When A Pause Is Just A Pause

While previewing this week’s data void in the US, I jokingly noted that traders concerned about boredom amid a dearth of top-tier releases from the world’s largest economy could look forward to pulse-pounding policy decisions from the Bank of Canada and the RBA.

Although I long ago gave up on the idea I could leverage my penmanship in the service of convincing readers to care about monetary policy not involving the Big 4 central banks, I’d be completely remiss not to mention Tuesday’s RBA hike.

There’s a lot going on at the RBA, where policymakers have been scrutinized for a range of alleged shortcomings, including 2021’s embarrassing retreat from a short-lived experiment in yield-curve control and Philip Lowe’s less-than-stellar communications track record around the bank’s forward guidance.

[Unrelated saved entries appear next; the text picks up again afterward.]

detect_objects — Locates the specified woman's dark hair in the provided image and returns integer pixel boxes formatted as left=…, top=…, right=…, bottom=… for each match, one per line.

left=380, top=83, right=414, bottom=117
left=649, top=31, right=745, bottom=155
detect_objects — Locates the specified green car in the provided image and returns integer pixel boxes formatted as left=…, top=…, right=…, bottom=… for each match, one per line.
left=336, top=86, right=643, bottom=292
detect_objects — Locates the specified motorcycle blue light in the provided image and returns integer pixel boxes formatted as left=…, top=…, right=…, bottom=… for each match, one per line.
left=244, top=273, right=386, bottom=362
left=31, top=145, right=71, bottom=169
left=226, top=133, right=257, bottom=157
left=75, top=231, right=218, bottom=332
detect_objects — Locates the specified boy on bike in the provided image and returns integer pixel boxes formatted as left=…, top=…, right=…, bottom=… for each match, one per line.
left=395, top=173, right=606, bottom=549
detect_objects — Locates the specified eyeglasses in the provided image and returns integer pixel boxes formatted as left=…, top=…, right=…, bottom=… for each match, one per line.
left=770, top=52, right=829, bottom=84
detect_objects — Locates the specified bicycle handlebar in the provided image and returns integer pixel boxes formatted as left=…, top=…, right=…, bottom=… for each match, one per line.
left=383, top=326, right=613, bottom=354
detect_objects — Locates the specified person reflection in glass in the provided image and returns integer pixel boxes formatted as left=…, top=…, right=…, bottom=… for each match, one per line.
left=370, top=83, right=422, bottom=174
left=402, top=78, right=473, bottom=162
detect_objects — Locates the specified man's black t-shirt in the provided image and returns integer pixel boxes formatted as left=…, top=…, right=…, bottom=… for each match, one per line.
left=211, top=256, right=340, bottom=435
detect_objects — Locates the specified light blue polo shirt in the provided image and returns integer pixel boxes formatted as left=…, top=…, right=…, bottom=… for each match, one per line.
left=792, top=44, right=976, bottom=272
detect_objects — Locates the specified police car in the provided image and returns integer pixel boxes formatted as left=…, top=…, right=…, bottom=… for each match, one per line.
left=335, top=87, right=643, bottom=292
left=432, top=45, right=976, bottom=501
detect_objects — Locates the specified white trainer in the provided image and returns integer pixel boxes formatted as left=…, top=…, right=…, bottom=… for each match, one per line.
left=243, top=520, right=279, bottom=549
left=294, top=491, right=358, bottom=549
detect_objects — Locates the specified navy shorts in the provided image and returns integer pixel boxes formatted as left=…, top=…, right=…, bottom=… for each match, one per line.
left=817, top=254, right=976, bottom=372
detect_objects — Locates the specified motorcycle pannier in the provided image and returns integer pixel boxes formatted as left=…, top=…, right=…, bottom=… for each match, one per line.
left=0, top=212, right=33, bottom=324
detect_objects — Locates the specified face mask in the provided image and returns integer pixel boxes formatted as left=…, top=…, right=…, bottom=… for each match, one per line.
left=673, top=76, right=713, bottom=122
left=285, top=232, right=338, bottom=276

Right up until the onset of rate hikes, Lowe was reluctant to countenance the idea of any tightening last year. For a time, he insisted rates would stay at rock-bottom levels until 2024.

Although he wasn’t alone among central bankers in denying the reality of inflation, he was pretty adamant. And he held onto the dovish rhetoric for what certainly seemed like an inordinate amount of time even in the context of policymakers who were almost universally behind the curve. An independent review of the bank’s operating procedures commissioned by the government recommended a hodgepodge of changes, which Lowe suggested will “strengthen the bank’s governance and decision-making processes.”

In any event, Tuesday’s 25bps move was the second consecutive. Last month’s hike came after Lowe skipped a meeting in April. The RBA’s pause was an example of why some continue to view Lowe’s messaging as lamentably clumsy. It’s worth a brief trip down memory lane.

In December, in the color accompanying the bank’s eighth hike of the cycle, Lowe included language that the RBA wasn’t on a “pre-set course,” a nod to optionality. That language vanished from the February statement, only to be effectively reinstated a month later in the service of tipping April’s pause.

So, in just three meetings (the RBA didn’t hold a policy meeting in January), the bank went from dovish hike to hawkish hike to hike with intent to pause. We’re now two meetings on from that pause and the RBA has hiked two additional times.

As I put it in March, the RBA’s tightening campaign continues to be a confusing, messy affair, with allowances for the unprecedented nature of the circumstances.

Australian households are among the most indebted in the world and rate hikes have obviously pressured the nation’s notoriously frothy housing market. Lowe, for all the derision, is toeing a very precarious line. Inflation is still far too high, wage increases aren’t being offset by productivity gains and, worryingly, home prices are rising again. And yet, every incremental rate hike increases the risk of a catastrophic hard landing tied to the nation’s household debt burden.

“Housing prices are rising again and some households have substantial savings buffers, although others are experiencing a painful squeeze on their finances,” Lowe remarked, in the new statement.

The forward guidance was characteristically ambiguous. “Some further tightening may be required, but that will depend upon how the economy and inflation evolve,” Lowe said. Ominously, the phrase “well anchored” was removed.

For central bank watchers, it’s impossible (or very difficult) to separate the mini-soap opera that is the RBA’s quest to recapture lost credibility from the broader tale of central banks confronting an inflation impulse unseen in decades. But for casual observers, the important point is this: If the Fed does indeed pause at the June FOMC, no one should assume that’s the end of the hiking cycle. The RBA’s experience shows how a “pause” can be just that — a pause.